Regression Models Reference

Complete reference for FormulaML regression models including Linear, Ridge, Lasso, Elastic Net, and Random Forest regression.

Regression Models Reference

Functions for creating and training regression models to predict continuous values.

ML.REGRESSION Namespace

ML.REGRESSION.LINEAR()

Creates a Linear Regression model for predicting continuous values.

Syntax:

=ML.REGRESSION.LINEAR(fit_intercept)

Parameters:

  • fit_intercept (Boolean, Optional): Whether to calculate the intercept (default: TRUE)
    • TRUE: Include intercept in the model
    • FALSE: Force regression through the origin

Returns: Linear Regression model object

Use Case: Simple linear relationships between features and target

Example:

# Create model
Cell A1: =ML.REGRESSION.LINEAR()
Result: <LinearRegression>

# Train model
Cell B1: =ML.FIT(A1, X_train, y_train)

# Make predictions
Cell C1: =ML.PREDICT(B1, X_test)

ML.REGRESSION.RIDGE()

Creates a Ridge Regression model with L2 regularization to prevent overfitting.

Syntax:

=ML.REGRESSION.RIDGE(alpha, fit_intercept)

Parameters:

  • alpha (Number, Optional): Regularization strength (default: 1.0)
    • Larger values = stronger regularization
    • Must be positive
  • fit_intercept (Boolean, Optional): Whether to calculate intercept (default: TRUE)
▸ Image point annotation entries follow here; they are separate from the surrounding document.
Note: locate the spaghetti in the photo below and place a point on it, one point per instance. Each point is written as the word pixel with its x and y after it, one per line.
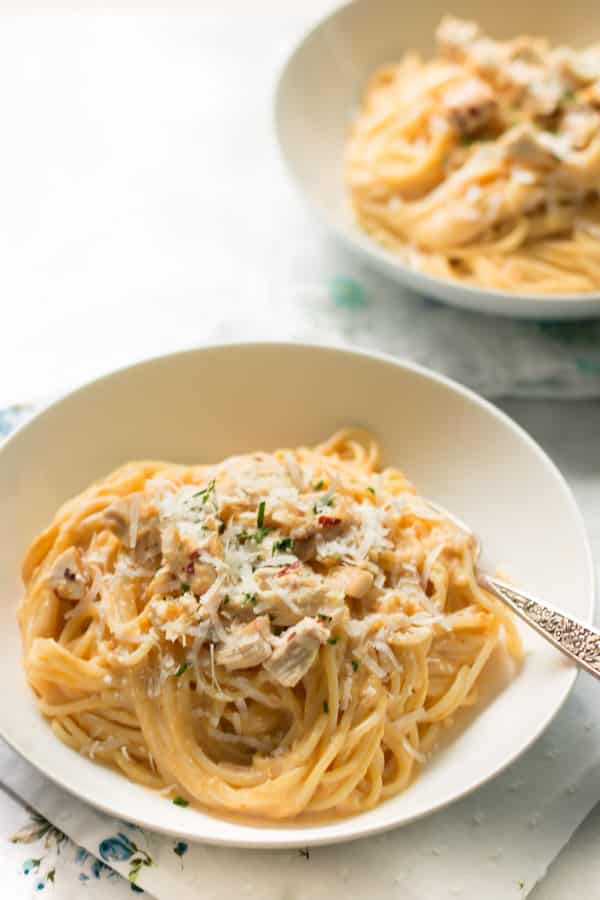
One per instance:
pixel 483 164
pixel 275 635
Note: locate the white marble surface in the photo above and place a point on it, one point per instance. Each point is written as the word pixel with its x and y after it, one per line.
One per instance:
pixel 94 231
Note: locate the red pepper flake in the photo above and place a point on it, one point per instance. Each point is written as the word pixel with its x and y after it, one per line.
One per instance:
pixel 328 521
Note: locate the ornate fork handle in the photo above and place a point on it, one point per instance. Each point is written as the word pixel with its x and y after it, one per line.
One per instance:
pixel 579 641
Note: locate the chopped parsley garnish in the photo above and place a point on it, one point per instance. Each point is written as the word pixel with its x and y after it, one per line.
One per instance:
pixel 285 545
pixel 260 516
pixel 206 492
pixel 258 536
pixel 322 502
Returns: Ridge Regression model object

Use Case: When features are correlated or to prevent overfitting

Example:

# Create Ridge model with alpha=0.5
Cell A1: =ML.REGRESSION.RIDGE(0.5)
Result: <Ridge>

# Strong regularization
Cell A2: =ML.REGRESSION.RIDGE(10)

# Train model
Cell B1: =ML.FIT(A1, X_train, y_train)

ML.REGRESSION.LASSO()

Creates a Lasso Regression model with L1 regularization for feature selection.

Syntax:

=ML.REGRESSION.LASSO(alpha, fit_intercept)

Parameters:

  • alpha (Number, Optional): Regularization strength (default: 1.0)
    • Larger values = more features set to zero
    • Must be positive
  • fit_intercept (Boolean, Optional): Whether to calculate intercept (default: TRUE)
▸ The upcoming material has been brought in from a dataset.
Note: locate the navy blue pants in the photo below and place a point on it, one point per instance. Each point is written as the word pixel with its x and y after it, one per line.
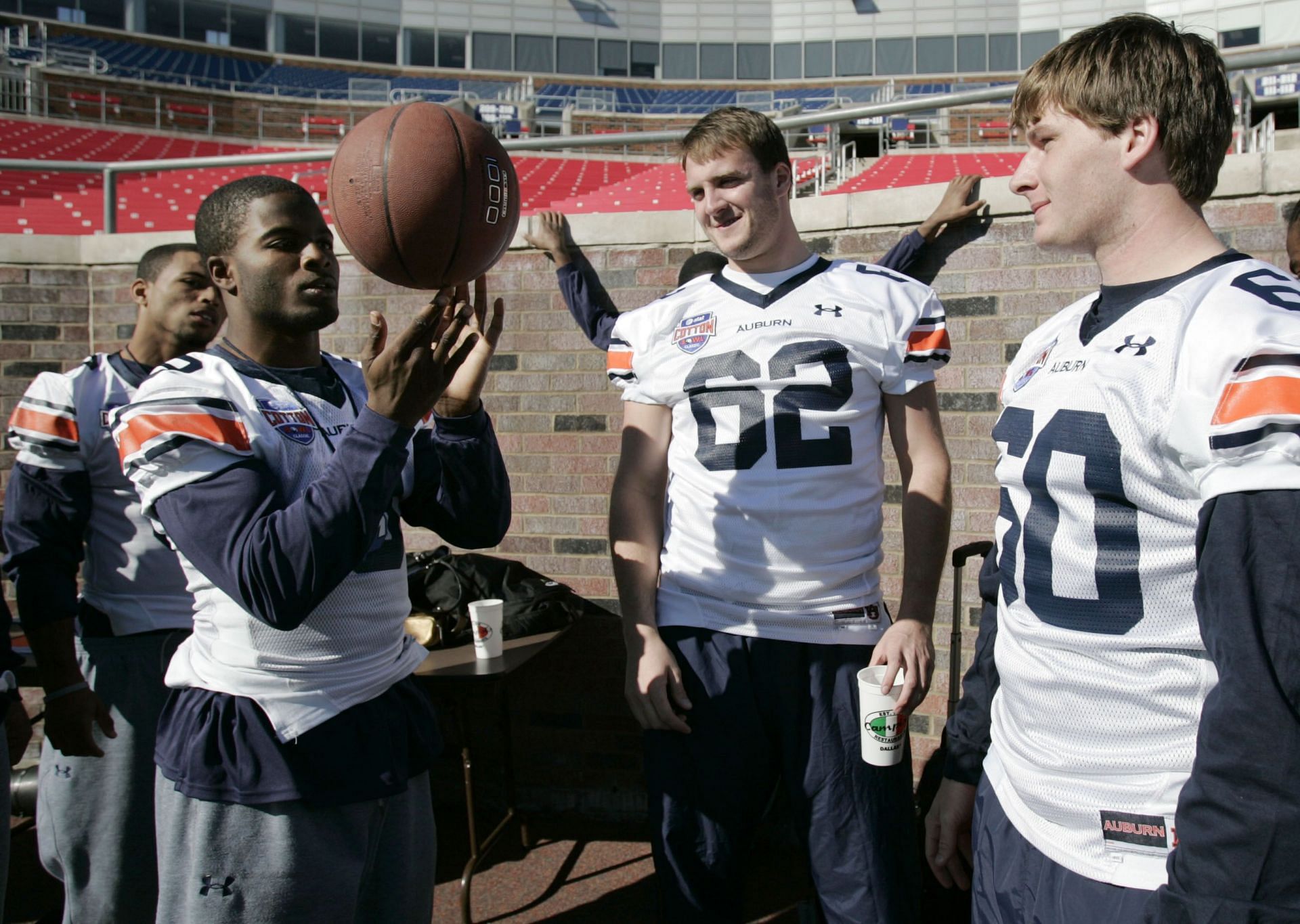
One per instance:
pixel 766 711
pixel 1013 883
Returns: Lasso Regression model object

Use Case: Automatic feature selection, sparse models

Example:

# Create Lasso model
Cell A1: =ML.REGRESSION.LASSO(0.1)
Result: <Lasso>

# Train and use for feature selection
Cell B1: =ML.FIT(A1, X_train, y_train)
Cell C1: =ML.PREDICT(B1, X_test)

ML.REGRESSION.ELASTIC_NET()

Creates an Elastic Net model combining L1 and L2 regularization.

Syntax:

=ML.REGRESSION.ELASTIC_NET(alpha, l1_ratio, fit_intercept)

Parameters:

  • alpha (Number, Optional): Regularization strength (default: 1.0)
  • l1_ratio (Number, Optional): L1/L2 mix ratio, 0 to 1 (default: 0.5)
    • 0 = Pure Ridge (L2)
    • 1 = Pure Lasso (L1)
    • 0.5 = Equal mix
  • fit_intercept (Boolean, Optional): Whether to calculate intercept (default: TRUE)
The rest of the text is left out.